Effective from Year: 2024-25

Definitions

  1. “SOW” (Statement of Work) defines project scope, timelines, and fees.
  2. “Agreement” means these Terms, the SOW, and any attached exhibits.
  3. “Deliverables” refers to all software, reports, documentation, and materials provided by PerenSoft.

Engagement & Scope

  1. PerenSoft will provide Services as described in the approved SOW/proposal.
  2. Changes to Scope: Any modifications require a written change order signed by both parties, with adjusted fees/timelines.
  3. Client-Side Dependencies: Delays caused by the Client (e.g., late feedback, lack of access) may extend deadlines without penalty to PerenSoft.

Fees & Payment

  1. Pricing Models:
    • Fixed Fee: For defined-scope projects (invoiced in milestones).
    • Time & Materials: For ongoing services (billed hourly/weekly).
  2. Payment Terms:
    • Invoices are payable within 15–30 days (as per SOW).
    • Late payments incur 1.5% monthly interest or the maximum legal rate.
  3. Taxes:
    • Client bears all applicable taxes (e.g., GST, VAT), unless PerenSoft is legally required to collect them.

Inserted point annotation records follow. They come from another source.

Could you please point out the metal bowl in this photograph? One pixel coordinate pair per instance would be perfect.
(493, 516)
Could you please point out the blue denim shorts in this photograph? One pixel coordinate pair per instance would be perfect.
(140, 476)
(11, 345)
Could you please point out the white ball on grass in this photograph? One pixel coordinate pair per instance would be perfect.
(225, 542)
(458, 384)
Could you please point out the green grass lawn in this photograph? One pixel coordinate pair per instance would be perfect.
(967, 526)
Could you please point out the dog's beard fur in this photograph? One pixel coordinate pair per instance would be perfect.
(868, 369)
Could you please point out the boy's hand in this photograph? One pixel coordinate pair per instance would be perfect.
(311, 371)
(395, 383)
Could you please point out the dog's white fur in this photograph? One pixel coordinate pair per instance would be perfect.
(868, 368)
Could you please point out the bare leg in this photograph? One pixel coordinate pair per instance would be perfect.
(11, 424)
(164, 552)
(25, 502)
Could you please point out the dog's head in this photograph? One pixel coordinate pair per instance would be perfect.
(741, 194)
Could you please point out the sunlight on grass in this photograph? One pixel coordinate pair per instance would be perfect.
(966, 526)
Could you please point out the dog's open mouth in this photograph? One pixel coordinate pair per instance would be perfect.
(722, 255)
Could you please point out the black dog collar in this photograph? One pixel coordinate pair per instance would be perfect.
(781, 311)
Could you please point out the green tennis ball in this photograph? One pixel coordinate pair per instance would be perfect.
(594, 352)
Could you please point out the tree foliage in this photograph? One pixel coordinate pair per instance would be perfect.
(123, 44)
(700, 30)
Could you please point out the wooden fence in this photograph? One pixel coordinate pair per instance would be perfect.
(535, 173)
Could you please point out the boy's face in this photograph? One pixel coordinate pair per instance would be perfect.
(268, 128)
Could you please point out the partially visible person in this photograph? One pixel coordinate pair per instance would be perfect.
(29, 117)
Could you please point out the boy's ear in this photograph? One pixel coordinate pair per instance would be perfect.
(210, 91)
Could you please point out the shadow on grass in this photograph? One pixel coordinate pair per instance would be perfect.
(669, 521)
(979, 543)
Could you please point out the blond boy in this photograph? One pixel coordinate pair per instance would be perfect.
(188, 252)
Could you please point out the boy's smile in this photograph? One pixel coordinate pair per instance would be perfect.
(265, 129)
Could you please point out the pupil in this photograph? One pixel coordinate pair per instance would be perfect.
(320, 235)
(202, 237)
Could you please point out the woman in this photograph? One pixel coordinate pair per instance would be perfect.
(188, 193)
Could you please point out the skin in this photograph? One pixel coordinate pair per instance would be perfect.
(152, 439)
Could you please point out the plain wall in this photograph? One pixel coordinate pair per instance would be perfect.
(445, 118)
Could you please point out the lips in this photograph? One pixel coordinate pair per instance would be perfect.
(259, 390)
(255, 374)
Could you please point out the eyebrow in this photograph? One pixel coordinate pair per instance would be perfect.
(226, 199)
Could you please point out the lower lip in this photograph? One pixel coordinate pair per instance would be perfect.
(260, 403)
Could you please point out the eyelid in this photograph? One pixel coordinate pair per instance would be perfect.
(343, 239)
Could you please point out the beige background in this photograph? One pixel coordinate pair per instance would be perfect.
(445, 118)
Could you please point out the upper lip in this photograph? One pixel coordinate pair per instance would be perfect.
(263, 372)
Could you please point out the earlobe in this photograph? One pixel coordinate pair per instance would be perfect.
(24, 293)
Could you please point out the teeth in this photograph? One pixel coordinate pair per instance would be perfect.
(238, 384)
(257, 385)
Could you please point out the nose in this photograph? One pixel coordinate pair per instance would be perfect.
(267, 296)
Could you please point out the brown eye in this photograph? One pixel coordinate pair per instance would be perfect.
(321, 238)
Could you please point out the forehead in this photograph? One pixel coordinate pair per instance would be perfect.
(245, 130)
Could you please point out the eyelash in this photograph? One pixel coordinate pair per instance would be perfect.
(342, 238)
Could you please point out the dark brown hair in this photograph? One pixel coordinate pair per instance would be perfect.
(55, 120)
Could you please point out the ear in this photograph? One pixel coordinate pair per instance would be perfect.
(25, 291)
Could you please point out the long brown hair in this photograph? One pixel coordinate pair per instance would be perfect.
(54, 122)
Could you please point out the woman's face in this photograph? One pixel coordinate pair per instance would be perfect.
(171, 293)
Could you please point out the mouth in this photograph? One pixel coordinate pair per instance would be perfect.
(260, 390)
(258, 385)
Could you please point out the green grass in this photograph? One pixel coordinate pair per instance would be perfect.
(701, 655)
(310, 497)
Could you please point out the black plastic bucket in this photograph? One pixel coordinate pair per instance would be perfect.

Confidentiality & Data Protection

  1. NDA Obligations: Both parties agree to:
    • Use confidential information only for project purposes.
    • Disclose only to employees/contractors with a need-to-know.
  2. Data Security:
    • PerenSoft adheres to industry standards (e.g., encryption, access controls) but is not liable for breaches caused by Client-side vulnerabilities.
  3. GDPR/CCPA Compliance:
    • If applicable, PerenSoft acts as a data processor under Client’s instructions.

Intellectual Property (IP)

  1. Client Ownership:
    • Final Deliverables (e.g., custom software) transfer to Client upon full payment.
  2. PerenSoft Ownership:
    • PerenSoft retains rights to reuse, modify, or license generic cloud architectures, templates, or non-client-specific solutions developed during the engagement for other clients, without requiring prior approval.
  3. Open-Source Software:
    • Any third-party OSS components will be disclosed; Client assumes compliance risks.

Warranties & Liability

  1. Service Warranty:
    • PerenSoft warrants that Services will be performed professionally and by the SOW.
    • Defects must be reported within 30 days of delivery for free remediation.
  2. Limitations:
    • No guarantee of results (e.g., business outcomes from consulting advice).
    • Excluded Damages: Neither party is liable for indirect, consequential, or punitive damages (e.g., lost profits).
    • Total liability cap: The lesser of fees paid in the last 12 months or $[X].

Portfolio & Marketing Rights

  1. Showcase Permission:
    • PerenSoft may display the Client’s project in its portfolio or marketing materials to demonstrate expertise.
    • No confidential information is disclosed.
    • Client’s branding is used only with prior written consent (e.g., “We helped [Client Name] achieve [X]”).
  2. Case Studies:
    • PerenSoft may create anonymized case studies unless the Client objects in writing within 15 days of project completion.

Termination

  1. For Cause:
    • Either party may terminate for material breach (e.g., non-payment, confidentiality violations) with 15 days’ notice to cure.
  2. For Convenience:
    • Client may terminate with 30 days’ notice, but owes fees for:
    • Completed work.
    • Non-cancellable costs (e.g., third-party licenses).
  3. Post-Termination:
    • Client must pay all outstanding invoices.
    • PerenSoft will return/destroy Confidential Information upon request.

Subcontracting & Third Parties

  1. PerenSoft may engage subcontractors but remains responsible for their work.
  2. Third-Party Tools:
    • Client is responsible for:
      • Licensing fees (e.g., SaaS platforms).
      • Compliance with third-party terms (e.g., AWS, Azure).

Force Majeure

  1. Neither party is liable for delays due to events beyond reasonable control (e.g., wars, natural disasters, internet outages).
  2. Affected party must notify the other within 5 business days and use reasonable efforts to mitigate.

Dispute Resolution

  1. Negotiation:
    • Parties will attempt good-faith resolution within 15 days.
  2. Mediation/Arbitration:
    • If unresolved, disputes will go through [mediation provider] in [Jurisdiction].
  3. Litigation:
    • Claims may be filed in [Courts of Jurisdiction].

General Clauses

  1. Independent Contractor:
    • PerenSoft is not an employee/agent of the Client.
  2. Assignment:
    • Client may not assign this Agreement without PerenSoft’s written consent.
  3. Survival:
    • Clauses on Confidentiality, IP, Liability, and Payment survive termination.
  4. Notices:
    • Formal notices must be in writing (email acceptable).

Entire Agreement

  1. These Terms, the SOW, and any NDAs constitute the full agreement.
  2. Precedence:
    • In conflicts, the SOW overrides these Terms.